Whahoo!! 1031 24/7 brother!!
um... I mean, Yes a holiday would be nice.


----------



## HalloweenZombie (Jul 22, 2007)

I'm Halloween Zombie and I approve this message.


----------



## Terrormaster (Sep 27, 2007)

Wait... I thought it WAS an official holiday?

Ooooh - they meant "NATIONAL" as in, like get a day off, close the post office and a lot of businesses so we can stay home and enjoy the holiday, holiday. I likes that!


----------



## higginsr (Oct 4, 2007)

Terrormaster said:


> Wait... I thought it WAS an official holiday?

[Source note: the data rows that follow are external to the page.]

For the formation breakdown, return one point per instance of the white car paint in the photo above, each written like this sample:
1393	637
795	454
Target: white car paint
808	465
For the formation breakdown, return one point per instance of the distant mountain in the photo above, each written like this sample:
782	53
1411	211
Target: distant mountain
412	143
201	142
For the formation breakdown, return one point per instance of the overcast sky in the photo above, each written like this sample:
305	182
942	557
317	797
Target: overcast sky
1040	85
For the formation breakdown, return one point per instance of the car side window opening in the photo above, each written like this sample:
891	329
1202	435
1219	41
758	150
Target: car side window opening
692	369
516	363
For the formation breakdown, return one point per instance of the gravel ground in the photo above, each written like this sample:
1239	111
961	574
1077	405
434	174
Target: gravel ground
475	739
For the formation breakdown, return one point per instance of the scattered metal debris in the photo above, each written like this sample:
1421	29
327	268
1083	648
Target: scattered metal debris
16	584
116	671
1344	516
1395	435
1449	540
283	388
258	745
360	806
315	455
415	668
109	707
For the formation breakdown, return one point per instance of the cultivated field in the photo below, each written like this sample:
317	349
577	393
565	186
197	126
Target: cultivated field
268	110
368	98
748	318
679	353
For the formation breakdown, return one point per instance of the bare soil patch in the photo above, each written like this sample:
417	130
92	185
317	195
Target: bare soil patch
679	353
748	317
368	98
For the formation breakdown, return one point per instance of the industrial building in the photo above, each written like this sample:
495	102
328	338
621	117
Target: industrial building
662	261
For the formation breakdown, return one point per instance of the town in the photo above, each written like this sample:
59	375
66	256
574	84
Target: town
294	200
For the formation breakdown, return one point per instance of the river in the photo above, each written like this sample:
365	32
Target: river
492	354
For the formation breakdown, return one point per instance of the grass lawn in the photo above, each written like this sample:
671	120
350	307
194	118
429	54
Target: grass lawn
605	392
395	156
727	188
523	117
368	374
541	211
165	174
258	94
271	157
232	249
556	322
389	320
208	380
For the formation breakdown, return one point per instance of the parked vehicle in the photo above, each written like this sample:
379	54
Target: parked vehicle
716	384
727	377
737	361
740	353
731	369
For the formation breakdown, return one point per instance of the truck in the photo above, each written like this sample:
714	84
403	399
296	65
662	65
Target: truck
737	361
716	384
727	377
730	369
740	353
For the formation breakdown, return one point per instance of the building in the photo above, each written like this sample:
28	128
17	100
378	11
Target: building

nope.... just found this out myself doing a trivia quiz...


----------



## Vancouver (Sep 12, 2008)

its too bad its not...it sucks to have to go TOT'n with the kids the night before when we have to go to work and the kids have to go to school the next day...it always amazed me that it was not a statuatory holiday


----------



## Lilly (Jun 13, 2006)

I'm in..thanks pyro


----------



## MotelSixx (Sep 27, 2008)

Then I could get paid to miss work on 10/31, without digging into vacation time


----------



## skeletonowl (Aug 8, 2006)

That is a great idea. I know some people don't celebrate Halloween but instead of complaining they could go out with their family and celebrate that way. This would be a good benefit.


----------



## DeathTouch (Sep 6, 2005)

Then we can have Jack Skeleton bring presents to all.


----------



## HauntedHacienda (Sep 16, 2008)

I Signed the Petition! 
I say Yes to Halloween being an Official Holiday! 
Love to Decorate, Bake, Cook and have FUN!


----------



## Hauntiholik (May 17, 2006)

> You don't believe the story of the Great Pumpkin? I thought little girls always believed everything that was told to them. I thought little girls were innocent and trusting.


I signed it.


----------



## pyro (Oct 7, 2006)

almost forgot about canada and the uk
http://www.ipetitions.com/petition/halloweenholidaycanada/
http://www.ipetitions.com/petition/halloweenUK/


----------